Overall, my Day 2 at Cinemalaya was a good day!
Ang Katiwala (Aloy Adlawan)
“Has a really intriguing premise but is hobbled by a weak script that doesn’t know where it wants to go. I admire its effort to explore part of our nation’s history through the life of an important political figure, and how that figure inspires an ordinary working man. I wish it built on that connection further. Instead, the film shifts into another direction as if Aloy Adlawan is saying, ‘Hey, I am also an expert in suspense films so let us incorporate that into the movie!'”
Kalayaan (Adolfo Alix, Jr.)
This is, without a doubt, Albert Banzon’s best work to date. It is as much his film as it is Adolf Alix’s. Viewers will remember the film’s striking imagery more than they would the story. More than the postcard-ready images, though, Alix cooks up a beautiful dark twisted fantastical tale of a man’s descent to madness amidst an island paradise.
Sta. Niña (Manny Palo)
Unabashedly sentimental but expertly executed. Manny Palo and Liza Magtoto come up with a worthy back story to the Kapampangan crucifixion ritual, meanwhile showcasing Pampanga’s gorgeous lahar-covered landscape and its wood-carving industry.

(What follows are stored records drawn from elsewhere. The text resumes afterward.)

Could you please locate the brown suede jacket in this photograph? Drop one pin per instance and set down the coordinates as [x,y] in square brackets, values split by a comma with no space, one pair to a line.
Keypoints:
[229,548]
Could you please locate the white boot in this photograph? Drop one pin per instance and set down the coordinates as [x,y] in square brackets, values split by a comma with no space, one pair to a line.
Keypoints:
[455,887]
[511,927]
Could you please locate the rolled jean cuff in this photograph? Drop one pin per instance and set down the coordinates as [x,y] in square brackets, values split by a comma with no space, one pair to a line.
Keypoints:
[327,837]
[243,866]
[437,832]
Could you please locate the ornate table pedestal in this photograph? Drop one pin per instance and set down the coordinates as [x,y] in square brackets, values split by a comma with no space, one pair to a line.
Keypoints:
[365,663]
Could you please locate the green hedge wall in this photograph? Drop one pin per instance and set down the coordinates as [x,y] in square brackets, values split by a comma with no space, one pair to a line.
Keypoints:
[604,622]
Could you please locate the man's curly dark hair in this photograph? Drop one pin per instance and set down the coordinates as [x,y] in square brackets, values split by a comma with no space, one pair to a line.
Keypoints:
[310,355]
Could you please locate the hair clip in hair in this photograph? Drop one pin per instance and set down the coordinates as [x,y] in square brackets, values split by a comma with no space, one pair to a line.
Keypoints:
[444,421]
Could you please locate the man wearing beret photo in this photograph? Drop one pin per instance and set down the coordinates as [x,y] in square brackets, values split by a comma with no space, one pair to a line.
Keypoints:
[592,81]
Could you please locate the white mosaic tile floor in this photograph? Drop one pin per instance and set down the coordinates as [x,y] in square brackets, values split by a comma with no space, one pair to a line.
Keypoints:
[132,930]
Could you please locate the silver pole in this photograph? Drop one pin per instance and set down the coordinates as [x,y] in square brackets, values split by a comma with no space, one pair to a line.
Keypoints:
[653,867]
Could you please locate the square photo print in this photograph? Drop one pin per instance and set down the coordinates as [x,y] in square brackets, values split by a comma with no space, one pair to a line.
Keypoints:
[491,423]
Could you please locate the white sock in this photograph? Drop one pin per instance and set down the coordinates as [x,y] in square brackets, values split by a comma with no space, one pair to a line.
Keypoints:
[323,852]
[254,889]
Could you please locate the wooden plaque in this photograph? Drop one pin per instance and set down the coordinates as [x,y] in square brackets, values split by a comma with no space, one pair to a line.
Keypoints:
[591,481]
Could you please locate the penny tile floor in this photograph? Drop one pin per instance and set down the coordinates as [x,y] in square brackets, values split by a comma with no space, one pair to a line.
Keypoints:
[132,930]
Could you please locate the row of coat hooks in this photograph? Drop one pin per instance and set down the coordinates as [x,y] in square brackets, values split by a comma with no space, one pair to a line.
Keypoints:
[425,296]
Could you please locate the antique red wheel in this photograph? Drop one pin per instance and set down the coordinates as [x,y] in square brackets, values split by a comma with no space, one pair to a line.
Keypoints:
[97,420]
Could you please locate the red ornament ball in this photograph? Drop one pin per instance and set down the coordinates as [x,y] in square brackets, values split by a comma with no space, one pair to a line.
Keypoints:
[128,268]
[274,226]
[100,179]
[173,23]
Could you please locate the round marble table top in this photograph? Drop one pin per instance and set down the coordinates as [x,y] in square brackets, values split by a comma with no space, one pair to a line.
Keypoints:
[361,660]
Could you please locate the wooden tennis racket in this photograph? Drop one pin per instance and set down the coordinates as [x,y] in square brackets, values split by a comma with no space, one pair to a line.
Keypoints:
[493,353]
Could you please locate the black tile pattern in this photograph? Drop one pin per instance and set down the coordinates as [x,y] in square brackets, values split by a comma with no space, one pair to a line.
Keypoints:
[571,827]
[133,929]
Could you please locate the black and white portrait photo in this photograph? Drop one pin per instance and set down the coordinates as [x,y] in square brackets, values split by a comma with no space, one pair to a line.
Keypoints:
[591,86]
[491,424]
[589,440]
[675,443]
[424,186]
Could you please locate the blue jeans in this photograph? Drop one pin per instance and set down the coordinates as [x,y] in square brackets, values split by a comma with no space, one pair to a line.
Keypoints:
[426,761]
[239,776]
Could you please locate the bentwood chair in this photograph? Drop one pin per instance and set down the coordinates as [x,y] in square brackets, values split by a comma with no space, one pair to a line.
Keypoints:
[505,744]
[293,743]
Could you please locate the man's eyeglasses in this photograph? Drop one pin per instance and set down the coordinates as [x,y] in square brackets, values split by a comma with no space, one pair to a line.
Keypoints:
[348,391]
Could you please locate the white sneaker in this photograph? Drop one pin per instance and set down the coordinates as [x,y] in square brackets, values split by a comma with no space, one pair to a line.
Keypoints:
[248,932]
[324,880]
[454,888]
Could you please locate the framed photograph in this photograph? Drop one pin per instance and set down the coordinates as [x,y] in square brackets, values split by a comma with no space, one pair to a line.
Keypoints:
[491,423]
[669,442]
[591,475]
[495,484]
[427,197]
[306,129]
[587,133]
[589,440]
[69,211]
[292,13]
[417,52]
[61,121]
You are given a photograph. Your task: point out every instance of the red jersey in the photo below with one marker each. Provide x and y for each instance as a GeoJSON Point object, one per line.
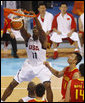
{"type": "Point", "coordinates": [77, 90]}
{"type": "Point", "coordinates": [35, 100]}
{"type": "Point", "coordinates": [68, 75]}
{"type": "Point", "coordinates": [6, 25]}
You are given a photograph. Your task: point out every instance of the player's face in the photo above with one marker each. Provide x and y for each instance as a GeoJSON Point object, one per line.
{"type": "Point", "coordinates": [72, 59]}
{"type": "Point", "coordinates": [42, 9]}
{"type": "Point", "coordinates": [63, 8]}
{"type": "Point", "coordinates": [35, 34]}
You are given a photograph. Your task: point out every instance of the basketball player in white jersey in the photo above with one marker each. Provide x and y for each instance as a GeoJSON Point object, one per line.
{"type": "Point", "coordinates": [33, 66]}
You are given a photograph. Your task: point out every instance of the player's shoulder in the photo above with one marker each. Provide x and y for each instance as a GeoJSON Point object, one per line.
{"type": "Point", "coordinates": [25, 99]}
{"type": "Point", "coordinates": [50, 14]}
{"type": "Point", "coordinates": [69, 14]}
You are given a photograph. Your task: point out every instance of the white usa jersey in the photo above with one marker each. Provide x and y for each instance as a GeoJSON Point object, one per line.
{"type": "Point", "coordinates": [36, 55]}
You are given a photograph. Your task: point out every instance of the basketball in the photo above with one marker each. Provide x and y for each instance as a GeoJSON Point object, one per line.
{"type": "Point", "coordinates": [16, 24]}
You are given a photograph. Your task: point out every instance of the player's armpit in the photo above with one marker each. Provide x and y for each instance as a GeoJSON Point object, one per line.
{"type": "Point", "coordinates": [67, 96]}
{"type": "Point", "coordinates": [76, 76]}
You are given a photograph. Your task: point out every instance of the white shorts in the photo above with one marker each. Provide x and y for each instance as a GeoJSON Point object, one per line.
{"type": "Point", "coordinates": [58, 38]}
{"type": "Point", "coordinates": [28, 72]}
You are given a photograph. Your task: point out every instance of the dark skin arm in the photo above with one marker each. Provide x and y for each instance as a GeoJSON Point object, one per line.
{"type": "Point", "coordinates": [20, 100]}
{"type": "Point", "coordinates": [42, 34]}
{"type": "Point", "coordinates": [24, 33]}
{"type": "Point", "coordinates": [54, 72]}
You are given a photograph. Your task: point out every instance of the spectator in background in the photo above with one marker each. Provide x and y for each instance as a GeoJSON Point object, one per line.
{"type": "Point", "coordinates": [45, 19]}
{"type": "Point", "coordinates": [64, 27]}
{"type": "Point", "coordinates": [31, 94]}
{"type": "Point", "coordinates": [78, 7]}
{"type": "Point", "coordinates": [75, 88]}
{"type": "Point", "coordinates": [68, 73]}
{"type": "Point", "coordinates": [9, 36]}
{"type": "Point", "coordinates": [81, 32]}
{"type": "Point", "coordinates": [39, 93]}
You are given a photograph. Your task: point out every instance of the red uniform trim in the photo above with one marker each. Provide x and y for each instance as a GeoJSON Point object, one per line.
{"type": "Point", "coordinates": [77, 89]}
{"type": "Point", "coordinates": [7, 25]}
{"type": "Point", "coordinates": [54, 23]}
{"type": "Point", "coordinates": [73, 23]}
{"type": "Point", "coordinates": [68, 75]}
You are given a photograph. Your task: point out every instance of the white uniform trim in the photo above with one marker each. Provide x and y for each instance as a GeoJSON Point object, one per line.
{"type": "Point", "coordinates": [26, 99]}
{"type": "Point", "coordinates": [46, 25]}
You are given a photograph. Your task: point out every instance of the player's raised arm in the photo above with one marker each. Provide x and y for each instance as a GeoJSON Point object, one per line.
{"type": "Point", "coordinates": [42, 34]}
{"type": "Point", "coordinates": [54, 72]}
{"type": "Point", "coordinates": [24, 33]}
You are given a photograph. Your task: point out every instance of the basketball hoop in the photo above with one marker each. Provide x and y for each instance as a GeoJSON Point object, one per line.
{"type": "Point", "coordinates": [17, 16]}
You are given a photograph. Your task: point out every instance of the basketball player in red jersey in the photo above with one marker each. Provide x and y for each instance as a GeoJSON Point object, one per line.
{"type": "Point", "coordinates": [68, 73]}
{"type": "Point", "coordinates": [33, 66]}
{"type": "Point", "coordinates": [75, 88]}
{"type": "Point", "coordinates": [39, 92]}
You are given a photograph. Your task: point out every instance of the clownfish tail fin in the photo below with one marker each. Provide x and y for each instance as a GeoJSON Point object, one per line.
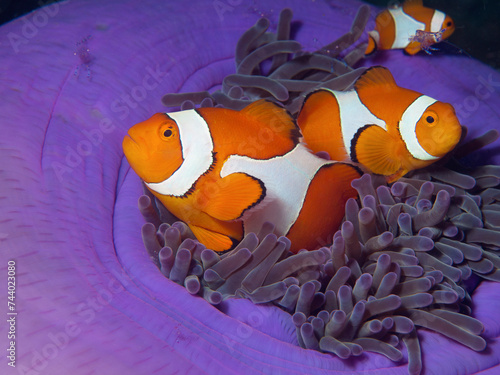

Mga Dayo (Julius Sotomayor Cena)
A really refreshing film on lives of women OFWs in Guam. Julius Sotomayor Cena saw the need to portray Filipinos in diaspora and he succeeds not by explicitly commenting on the political side of the issue but by meticulously documenting a day in the life of 3 Pinays in various stages of distress. I particularly like Olga Natividad’s and Sue Prado’s stories, undoubtedly helped by their superb performances.